Take, for example, the heroic tale of Beowulf. When Beowulf swears to kill the troll Grendel, he is swearing to take an action that affects the lives of every man, woman, and child present. Simply my angering Grendel, Beowulf is risking the lives of all the Danes of Heorot. His success will mean their freedom and his failure will spell their doom. This is no small task Beowulf has taken upon himself, and convinced the Danes to permit.
Now, we all know that Beowulf not only slays Grendel, but also Grendel’s mother and frees the Danes but it is important to understand that Beowulf wasn’t risking just his life. He was potentially sentencing everyone there to death if he failed. The oath is simple but it was not easy. It bound all present to the consequences of his actions, the reason that Unferth challenges him about the words Beowulf is speaking. Unferth is upholding his obligation to his king and his people. Now, there’s a great deal of misunderstanding about Unferth, his role in the tale, and much more that can be discussed at length but this will have to be for another time as it is somewhat outside the scope of this post. Suffice it to say that we should all be lucky to have someone like Unferth around when someone starts running off at the mouth about doing great things.
Returning to the matter of oaths, and what the basics are that we must understand to prevent ourselves from making frivolous oaths, we need to examine the way in which an oath is sworn. First, an oath requires witnesses. Those witnesses are tied to the oath and, frankly, should at least be representative of those who will gain benefit from the long term impact of the oath. To swear an oath to do something with no one around is to do nothing more than make a promise to the air. It is insubstantial and meaningless. It is nothing more than empty words spoken where none can hear, none can recall, and none can hold you accountable.
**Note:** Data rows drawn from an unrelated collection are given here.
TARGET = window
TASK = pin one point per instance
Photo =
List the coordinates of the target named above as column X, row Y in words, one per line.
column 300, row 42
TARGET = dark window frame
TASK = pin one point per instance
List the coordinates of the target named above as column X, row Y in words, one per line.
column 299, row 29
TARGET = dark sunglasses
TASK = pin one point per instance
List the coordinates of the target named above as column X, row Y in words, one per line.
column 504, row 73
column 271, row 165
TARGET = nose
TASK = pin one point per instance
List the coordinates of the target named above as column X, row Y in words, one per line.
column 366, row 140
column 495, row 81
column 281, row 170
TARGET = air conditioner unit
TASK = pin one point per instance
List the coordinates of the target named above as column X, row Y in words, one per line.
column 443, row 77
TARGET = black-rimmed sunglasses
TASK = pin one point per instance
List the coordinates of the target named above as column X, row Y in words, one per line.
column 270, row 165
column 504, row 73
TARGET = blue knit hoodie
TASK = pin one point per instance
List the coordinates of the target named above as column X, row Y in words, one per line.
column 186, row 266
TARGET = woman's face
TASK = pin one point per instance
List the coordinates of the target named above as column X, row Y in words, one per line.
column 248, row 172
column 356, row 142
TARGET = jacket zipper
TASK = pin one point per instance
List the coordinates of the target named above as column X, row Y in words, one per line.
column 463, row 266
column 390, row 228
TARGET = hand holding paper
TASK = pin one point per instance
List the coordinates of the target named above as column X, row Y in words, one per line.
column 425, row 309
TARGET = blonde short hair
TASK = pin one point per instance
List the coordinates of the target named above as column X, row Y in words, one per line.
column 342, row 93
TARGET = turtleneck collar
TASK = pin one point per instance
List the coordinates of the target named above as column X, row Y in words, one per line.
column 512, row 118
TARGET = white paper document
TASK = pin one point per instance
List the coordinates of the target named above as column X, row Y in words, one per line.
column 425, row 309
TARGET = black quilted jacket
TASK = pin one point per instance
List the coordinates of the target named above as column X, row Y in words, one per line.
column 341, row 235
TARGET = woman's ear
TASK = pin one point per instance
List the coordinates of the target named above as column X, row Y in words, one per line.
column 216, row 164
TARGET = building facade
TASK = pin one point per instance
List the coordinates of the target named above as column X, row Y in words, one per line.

The oath itself should comprise of no less than two parts regarding consequences. First, there must be a clearly stated action. Second, there must be a clearly stated cost of failure. Often, there is a third part clearly states what shild will be paid for not completing the sworn action. Sometimes the second and third parts are combined, sometimes they are explicitly enumerated. There is no room for ambiguity here. You must say what you will accomplish and what will happen if you fail. If there is no consequence of failure, the oath is worthless. It is just a non-binding promise to do something.
An oath should be achievable but challenging. It must require genuine effort on the part of the person swearing it. If we are not willing to invest time, sweat, blood, and treasure into an endeavor that aids both us and our folk, then we are not truly willing to put forth the effort to achieve a worthy deed that will increase our worth, our luck, and our reputation. An oath does not need to be a grand, heroic action but they must be a worthy boon.
The points covered so far are not the whole range of requirements for swearing a good oath. These are simply the most basic components that need to be understood. Different groups will have different additional requirements for when and how an oath is sworn, who can swear it, and so on. For example, it is common fairly common in tribal-oriented groups to make it known that not only has an oath been sworn but also that it has been completed. I have known of one group that required that regular “status updates” be made to the group. There is always going to be variation in requirements and execution but it is important to understand that these basic elements come into play in some way with pretty much everyone. If they do not, it is worth taking the time to stop and consider why these things aren’t done, what impact it has on how things are done, and what this means for you, your kin, and for the group. Oaths are important and the last thing you want is to swear an ill-informed and hasty oath without understanding that every oath sworn is a life altering action.